FALN bragged about the bloodbath, calling the victims “reactionary corporate executives” and threatening: “You have unleashed a storm from which you comfortable Yankees can’t escape.” By 1996, the FBI had linked FALN to 146 bombings and a string of armed robberies — a reign of terror that resulted in nine deaths and hundreds of injured victims.
On Aug. 7, 1999, the one-year anniversary of the U.S. African embassy bombings that killed 257 people and injured 5,000, President Bill Clinton reaffirmed his commitment to the victims of terrorism, vowing that he “will not rest until justice is done.” Four days later, while Congress was on summer recess, the White House quietly issued a press release announcing that the president was granting clemency to 16 imprisoned members of FALN. What began as a simple paragraph on the AP wire exploded into a major controversy.

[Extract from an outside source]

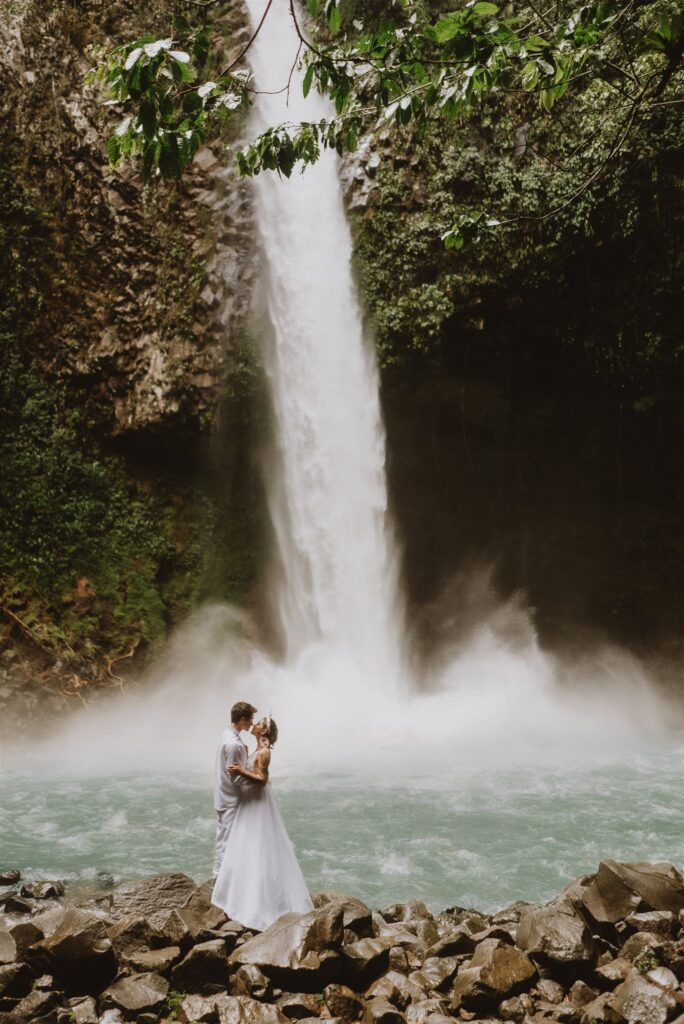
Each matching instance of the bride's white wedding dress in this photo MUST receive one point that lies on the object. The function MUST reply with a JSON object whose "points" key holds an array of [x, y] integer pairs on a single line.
{"points": [[259, 879]]}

While the pardon scandals that marked Bill and Hillary Clinton’s final days in office are remembered as transactions involving cronies, criminals and campaign contributors, the FALN clemencies of 1999 should be remembered in the context of the increasing threat of domestic and transnational terrorism that was ramping up during the Clinton years of alleged peace and prosperity. To wit, the 1993 World Trade Center bombing, the 1995 Tokyo subway Sarin attack, the 1995 Oklahoma City bombing, the 1995 “Bojinka” conspiracy to hijack airplanes and crash them into buildings, the 1996 Khobar Towers bombing, the 1996 Summer Olympics bombing, Osama bin Laden’s 1996 and 1998 “Declarations of War” on America, the 1998 East African embassy bombings, the 2000 USS Sullivans bombing attempt, the 2000 USS Cole bombing, and the 2000 Millennium bombing plot.
Why is Mr Rezko on trial?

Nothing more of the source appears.